20251126神が立てる王メシア(詩篇2:1-12)
20251126水曜礼拝
聖書:詩篇2:1-12
題目:神が立てる王メシア
賛美:80、86
説教:高曜翰 牧師
場所:大阪中央教会
【聖書朗読】(詩篇2篇1〜12節)
なにゆえ、もろもろの国びとは騒ぎたち、もろもろの民はむなしい事をたくらむのか。
地のもろもろの王は立ち構え、もろもろのつかさはともに、はかり、主とその油そそがれた者とに逆らって言う、
「われらは彼らのかせをこわし、彼らのきずなを解き捨てるであろう」と。
天に座する者は笑い、主は彼らをあざけられるであろう。
そして主は憤りをもって彼らに語り、激しい怒りをもって彼らを恐れ惑わせて言われる、
「わたしはわが王を聖なる山シオンに立てた」と。
わたしは主の詔をのべよう。主はわたしに言われた、
「おまえはわたしの子だ。きょう、わたしはおまえを生んだ。
わたしに求めよ、わたしはもろもろの国を嗣業としておまえに与え、地のはてまでもおまえの所有として与える。

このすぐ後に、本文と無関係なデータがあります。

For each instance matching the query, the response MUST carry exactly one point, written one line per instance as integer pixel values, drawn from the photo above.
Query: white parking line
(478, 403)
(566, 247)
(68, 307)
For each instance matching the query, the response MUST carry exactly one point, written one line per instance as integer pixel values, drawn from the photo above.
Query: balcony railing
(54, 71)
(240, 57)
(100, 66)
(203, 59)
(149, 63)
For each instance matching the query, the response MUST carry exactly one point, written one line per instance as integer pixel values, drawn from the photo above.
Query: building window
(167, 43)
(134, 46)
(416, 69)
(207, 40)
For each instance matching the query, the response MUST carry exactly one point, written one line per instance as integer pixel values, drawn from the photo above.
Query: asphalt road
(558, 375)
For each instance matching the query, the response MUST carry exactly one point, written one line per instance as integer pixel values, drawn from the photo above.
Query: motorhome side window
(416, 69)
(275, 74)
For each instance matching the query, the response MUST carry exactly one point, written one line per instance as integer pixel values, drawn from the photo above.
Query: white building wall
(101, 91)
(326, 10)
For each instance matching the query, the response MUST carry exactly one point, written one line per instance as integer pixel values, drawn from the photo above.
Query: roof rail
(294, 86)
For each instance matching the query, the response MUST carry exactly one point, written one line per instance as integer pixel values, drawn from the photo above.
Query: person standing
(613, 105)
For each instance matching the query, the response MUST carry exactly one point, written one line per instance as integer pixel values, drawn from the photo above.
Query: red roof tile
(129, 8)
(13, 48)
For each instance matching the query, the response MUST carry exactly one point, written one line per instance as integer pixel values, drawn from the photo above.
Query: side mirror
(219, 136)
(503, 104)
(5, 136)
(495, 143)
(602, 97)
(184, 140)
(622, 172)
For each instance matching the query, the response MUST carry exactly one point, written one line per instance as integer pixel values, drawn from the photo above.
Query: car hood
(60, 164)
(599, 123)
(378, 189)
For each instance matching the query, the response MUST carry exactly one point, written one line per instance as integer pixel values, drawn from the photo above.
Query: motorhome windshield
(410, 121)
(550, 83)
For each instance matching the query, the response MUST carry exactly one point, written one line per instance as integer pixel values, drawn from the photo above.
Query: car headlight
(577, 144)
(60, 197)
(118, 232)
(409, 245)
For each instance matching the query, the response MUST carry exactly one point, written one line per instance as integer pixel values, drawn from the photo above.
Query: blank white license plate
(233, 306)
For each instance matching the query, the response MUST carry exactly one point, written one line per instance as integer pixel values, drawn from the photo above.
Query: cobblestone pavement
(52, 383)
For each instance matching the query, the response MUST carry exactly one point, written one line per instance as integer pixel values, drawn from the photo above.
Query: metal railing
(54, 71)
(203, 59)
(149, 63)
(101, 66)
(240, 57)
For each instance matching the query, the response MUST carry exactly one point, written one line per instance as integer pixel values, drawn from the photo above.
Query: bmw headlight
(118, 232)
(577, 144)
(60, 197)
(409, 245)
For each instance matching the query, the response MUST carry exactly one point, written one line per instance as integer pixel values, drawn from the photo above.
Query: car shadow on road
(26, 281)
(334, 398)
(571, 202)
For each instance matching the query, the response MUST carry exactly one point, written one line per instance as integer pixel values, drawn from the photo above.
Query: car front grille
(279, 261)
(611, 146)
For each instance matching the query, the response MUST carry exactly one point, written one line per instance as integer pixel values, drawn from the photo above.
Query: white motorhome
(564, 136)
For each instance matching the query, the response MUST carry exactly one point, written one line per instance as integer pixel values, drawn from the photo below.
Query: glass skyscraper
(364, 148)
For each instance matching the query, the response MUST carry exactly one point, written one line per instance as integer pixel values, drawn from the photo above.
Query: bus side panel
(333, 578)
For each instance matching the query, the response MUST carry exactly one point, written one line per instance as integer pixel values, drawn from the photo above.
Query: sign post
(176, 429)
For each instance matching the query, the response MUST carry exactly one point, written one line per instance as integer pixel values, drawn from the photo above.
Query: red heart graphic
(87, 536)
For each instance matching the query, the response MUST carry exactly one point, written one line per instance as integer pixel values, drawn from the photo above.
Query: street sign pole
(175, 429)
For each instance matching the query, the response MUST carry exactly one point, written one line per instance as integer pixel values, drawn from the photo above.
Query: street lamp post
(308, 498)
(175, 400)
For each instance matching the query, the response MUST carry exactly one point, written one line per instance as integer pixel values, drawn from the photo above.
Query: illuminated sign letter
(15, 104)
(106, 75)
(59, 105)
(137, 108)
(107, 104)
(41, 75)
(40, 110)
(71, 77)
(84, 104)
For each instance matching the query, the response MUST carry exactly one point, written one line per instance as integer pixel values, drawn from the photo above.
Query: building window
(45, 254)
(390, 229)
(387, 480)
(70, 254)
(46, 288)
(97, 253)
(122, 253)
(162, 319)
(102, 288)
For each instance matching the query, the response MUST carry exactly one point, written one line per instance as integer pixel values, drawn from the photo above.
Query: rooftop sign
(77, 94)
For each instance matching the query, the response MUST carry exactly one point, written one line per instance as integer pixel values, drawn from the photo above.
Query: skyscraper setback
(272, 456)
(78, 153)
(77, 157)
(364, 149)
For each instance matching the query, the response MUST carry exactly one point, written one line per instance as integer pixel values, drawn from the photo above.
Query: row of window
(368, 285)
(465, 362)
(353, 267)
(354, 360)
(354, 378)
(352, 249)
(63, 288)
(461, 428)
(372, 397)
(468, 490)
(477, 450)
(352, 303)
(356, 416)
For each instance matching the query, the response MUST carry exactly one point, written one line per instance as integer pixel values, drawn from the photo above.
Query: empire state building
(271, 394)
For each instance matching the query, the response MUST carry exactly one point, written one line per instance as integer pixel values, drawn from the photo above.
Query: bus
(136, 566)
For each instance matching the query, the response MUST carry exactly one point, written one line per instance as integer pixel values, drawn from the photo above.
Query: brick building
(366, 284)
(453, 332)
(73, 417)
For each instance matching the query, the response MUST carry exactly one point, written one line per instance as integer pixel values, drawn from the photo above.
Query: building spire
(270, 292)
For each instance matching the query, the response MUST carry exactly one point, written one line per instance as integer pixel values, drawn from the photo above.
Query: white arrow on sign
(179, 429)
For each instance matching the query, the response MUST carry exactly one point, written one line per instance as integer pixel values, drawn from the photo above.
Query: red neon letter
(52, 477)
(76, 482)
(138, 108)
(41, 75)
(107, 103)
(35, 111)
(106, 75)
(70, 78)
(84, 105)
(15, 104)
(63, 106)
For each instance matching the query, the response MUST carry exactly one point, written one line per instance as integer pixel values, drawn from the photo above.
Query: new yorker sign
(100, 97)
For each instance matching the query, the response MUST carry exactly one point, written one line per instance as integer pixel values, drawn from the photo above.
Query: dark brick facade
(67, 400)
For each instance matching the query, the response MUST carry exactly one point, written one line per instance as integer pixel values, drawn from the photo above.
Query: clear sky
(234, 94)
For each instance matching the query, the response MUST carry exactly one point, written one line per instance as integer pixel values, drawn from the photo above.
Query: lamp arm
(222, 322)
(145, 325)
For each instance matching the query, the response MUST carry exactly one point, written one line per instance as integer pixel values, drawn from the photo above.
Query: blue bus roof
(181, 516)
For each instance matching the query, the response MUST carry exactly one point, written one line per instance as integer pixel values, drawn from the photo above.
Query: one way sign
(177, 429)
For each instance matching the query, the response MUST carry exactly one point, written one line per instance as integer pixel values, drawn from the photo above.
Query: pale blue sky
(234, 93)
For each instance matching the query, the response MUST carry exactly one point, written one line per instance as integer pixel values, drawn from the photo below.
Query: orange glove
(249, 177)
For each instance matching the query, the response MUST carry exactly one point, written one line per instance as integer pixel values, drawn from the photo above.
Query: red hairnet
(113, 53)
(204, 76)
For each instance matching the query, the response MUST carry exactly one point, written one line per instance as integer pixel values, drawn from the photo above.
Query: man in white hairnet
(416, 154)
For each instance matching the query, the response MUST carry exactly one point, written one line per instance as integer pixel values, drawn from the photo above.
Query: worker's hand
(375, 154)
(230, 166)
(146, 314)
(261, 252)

おまえは鉄のつえをもって彼らを打ち破り、陶工の作る器物のように彼らを打ち砕くであろう」と。
それゆえ、もろもろの王よ、賢くあれ。
地のつかさらよ、戒めを受けよ。
恐れをもって主に仕え、おののきをもってその足に口づけせよ。
さもないと主は怒って、あなたがたを道で滅ぼされるであろう。
その憤りがすみやかに燃えるからである。
すべて主に寄り頼む者はさいわいである。
【1.目先の利益にとらわれる私たち】
① ナチス・ドイツ(1933年)
❶ 第一次世界大戦で敗北したドイツは、ヒトラー政権のもとで経済復興と軍事拡張を進めた
❷ 外国企業がドイツに参入したが、人々の警告を多くの企業が無視した(フォード、GM、IBMなど)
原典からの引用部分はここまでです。